I've written a couple of books and like a lot of people, always preferred having a hard copy in my hands. After I wrote my first book in 2013, couldn't wait to get the first printed issue.

The book was released a couple weeks earlier as an e-book, but I didn't own a Kindle or an iPad. My son went out and bought me a Kindle so I could see what it looked like before the printed version came out. Though I hated even the thought of using an e-reader, now I love it. Have rarely bought a hard copy since. And now that I'm moving, wish I'd made the switch years ago as it would make transporting everything so much easier.

A few comments about Amazon. When I hand delivered a couple of copies of my first book to our local bookstores, when they asked about pricing, I told them the cost on Amazon as a gauge. The bookstore owner looked at me and winced, "Amazon, the evil empire."

If I owned a small, local bookshop, I'd probably feel the same way. Amazon has purposely suppressed book prices. You could say they're doing this to make books more available to more people, or you could say they're squeezing out the competition. Your choice.

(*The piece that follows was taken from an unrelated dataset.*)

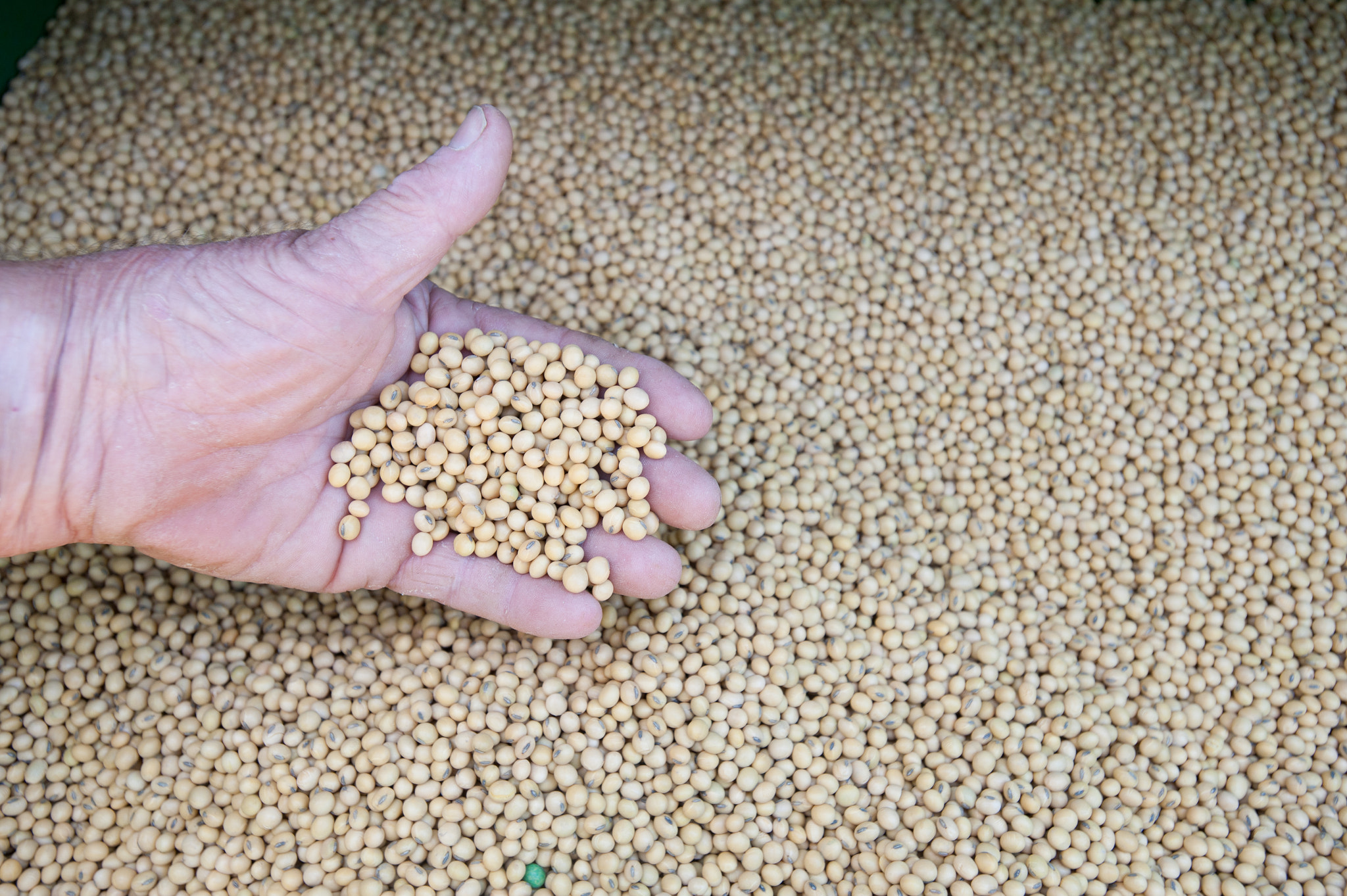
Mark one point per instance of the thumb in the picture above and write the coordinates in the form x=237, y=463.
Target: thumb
x=376, y=252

The traditional publishing industry also hates Amazon, for the same reasons. By depressing book prices, they're cutting into Simon & Schuster's profit margins.

One of the ways Amazon does this is by rewarding authors for pricing their books low. If my e-book is priced between $2.99 and $9.99 I make a 70% royalty per book. I can price my book at any other price, but if I do, I get a 30% royalty. This is why you see tons of books priced for less than $9.99. And why book publishers gnash their teeth at the mention of Amazon.

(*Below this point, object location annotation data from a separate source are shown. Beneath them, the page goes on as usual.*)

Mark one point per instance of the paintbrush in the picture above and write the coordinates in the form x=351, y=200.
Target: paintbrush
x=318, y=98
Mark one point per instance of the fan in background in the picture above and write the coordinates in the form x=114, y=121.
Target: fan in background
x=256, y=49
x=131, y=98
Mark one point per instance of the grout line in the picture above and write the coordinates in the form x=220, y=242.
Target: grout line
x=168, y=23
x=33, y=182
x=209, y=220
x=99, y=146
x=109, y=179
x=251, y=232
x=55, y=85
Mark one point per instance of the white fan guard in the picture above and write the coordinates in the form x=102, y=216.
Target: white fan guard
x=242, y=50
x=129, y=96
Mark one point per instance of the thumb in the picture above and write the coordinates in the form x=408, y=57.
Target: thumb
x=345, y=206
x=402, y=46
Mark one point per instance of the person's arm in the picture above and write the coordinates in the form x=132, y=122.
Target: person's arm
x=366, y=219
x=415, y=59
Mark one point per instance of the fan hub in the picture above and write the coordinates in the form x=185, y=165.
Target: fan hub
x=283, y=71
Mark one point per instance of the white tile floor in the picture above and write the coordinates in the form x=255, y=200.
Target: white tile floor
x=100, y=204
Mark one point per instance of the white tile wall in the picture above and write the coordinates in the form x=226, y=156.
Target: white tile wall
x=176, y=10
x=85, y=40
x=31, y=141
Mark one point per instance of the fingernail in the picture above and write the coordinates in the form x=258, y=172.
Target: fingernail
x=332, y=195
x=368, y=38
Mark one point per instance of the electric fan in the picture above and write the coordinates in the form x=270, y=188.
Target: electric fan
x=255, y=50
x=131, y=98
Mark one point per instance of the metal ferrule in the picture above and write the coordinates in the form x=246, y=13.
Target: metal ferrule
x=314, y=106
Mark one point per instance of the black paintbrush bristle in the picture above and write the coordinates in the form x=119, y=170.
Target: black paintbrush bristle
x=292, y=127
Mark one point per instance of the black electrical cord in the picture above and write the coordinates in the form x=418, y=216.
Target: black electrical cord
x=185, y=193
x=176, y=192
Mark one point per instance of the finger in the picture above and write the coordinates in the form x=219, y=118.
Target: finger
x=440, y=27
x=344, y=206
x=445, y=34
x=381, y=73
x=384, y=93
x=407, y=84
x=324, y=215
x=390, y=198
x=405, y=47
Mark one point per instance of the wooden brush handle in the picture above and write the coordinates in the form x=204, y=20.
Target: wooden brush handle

My e-books are priced at $4.99. As paperbacks they're roughly $17.95, and I make less money per copy. Why? Because of the paper, printing and postage.

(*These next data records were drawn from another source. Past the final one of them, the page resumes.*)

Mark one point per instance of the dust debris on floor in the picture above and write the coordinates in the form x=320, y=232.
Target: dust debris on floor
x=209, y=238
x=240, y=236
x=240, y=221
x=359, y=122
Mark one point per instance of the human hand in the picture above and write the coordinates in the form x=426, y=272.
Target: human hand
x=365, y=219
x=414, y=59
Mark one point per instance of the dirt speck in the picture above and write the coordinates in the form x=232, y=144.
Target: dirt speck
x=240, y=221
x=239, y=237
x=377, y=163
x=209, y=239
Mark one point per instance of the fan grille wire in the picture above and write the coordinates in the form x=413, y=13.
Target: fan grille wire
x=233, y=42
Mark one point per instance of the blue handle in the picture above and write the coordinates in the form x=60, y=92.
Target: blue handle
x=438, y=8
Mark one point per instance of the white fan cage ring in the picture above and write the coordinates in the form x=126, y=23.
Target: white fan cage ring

One of the interesting things about putting books out on Amazon, Barnes & Noble, etc., is learning that very few people buy hard copies anymore. 95% of all the books I sell are as e-book. The price is one reason. The other is instant gratification. I don't have drive to B&N or wait for it to come in the mail.

Whether we like it or not, print, whether in book form, or as magazines and newspapers is going the way of the dinosaur.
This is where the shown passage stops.